Margarine became a popular butter substitute in the mid 20th century, consumed for it’s supposed cholesterol-lowering effect. Most tasted nothing like real butter, but the game started to change when “I Can’t Believe It’s Not Butter” was Introduced in 1981. Improvements were made over the years, and from what I read (I don’t use the product), it actually does taste and cook like real butter. Many would still argue that nothing is better than the real thing, but for those who need to lower their calorie intake, or for vegans who want a non animal based product, the substitute has great value. And the margarine now has no trans fats, some are made from organic ingredients. (I cook mostly with olive oil, but when I need butter, I do use the real one.)
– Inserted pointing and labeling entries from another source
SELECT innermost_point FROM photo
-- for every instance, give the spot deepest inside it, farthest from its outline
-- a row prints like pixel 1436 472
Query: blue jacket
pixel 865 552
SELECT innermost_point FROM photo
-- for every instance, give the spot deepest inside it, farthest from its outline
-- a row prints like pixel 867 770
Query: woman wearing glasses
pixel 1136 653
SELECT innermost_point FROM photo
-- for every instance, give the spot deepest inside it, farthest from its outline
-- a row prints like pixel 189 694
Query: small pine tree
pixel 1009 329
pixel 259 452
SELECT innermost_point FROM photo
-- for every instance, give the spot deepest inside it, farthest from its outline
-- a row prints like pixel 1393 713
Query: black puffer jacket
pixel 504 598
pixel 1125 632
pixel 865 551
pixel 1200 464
In the selection of finish materials for both the interior and exterior of a house, choices are often made between using natural materials vs. manufactured alternatives. The decision can come down to a variety of factors- aesthetics, cost, maintenance, durability, environmental concerns. Not so long ago, the look of the man made alternative, (stone and wood being the most frequently substituted materials) wasn’t even close to the real thing. But technology and product development has yielded some surprising man made replications of these natural materials.
Stone is always a desirable material on both exteriors and interiors of homes, and here is one area where man made options have made substantial improvements in recent years. Manufactured stone is a mix of Portland cement, aggregates and iron oxides formed in molds to look like stone. The early products were never even close to replicating the look of stone, but today the products from the best manufacturers are very convincing, and it can be difficult to tell natural from manufactured stone in many cases. A high quality manufacturer may use thousands of molds from real stones. Like the diner who is looking for a low calorie alternate to butter, budget conscious homebuilders can get the look of stone for 1/3 to 1/2 the installed cost of natural stone. And like the vegan who’s concerns are more moral, the environmentalist would argue that the manufactured stone uses raw materials that are abundant, and unlike real stone, doesn’t deface the landscape in the mining process.
There are features of real stone that can’t be duplicated with the manufactured, the subtleties of color and sheen, it’s durability, and the art that comes with a hand crafted installation. It will always be a desired material for creating buildings. I’d rather use the real thing when possible, but I’ve come around to accepting the “fake” for what it is- a beautiful, cost effective cladding material that can add texture, color and interest to the homes I design.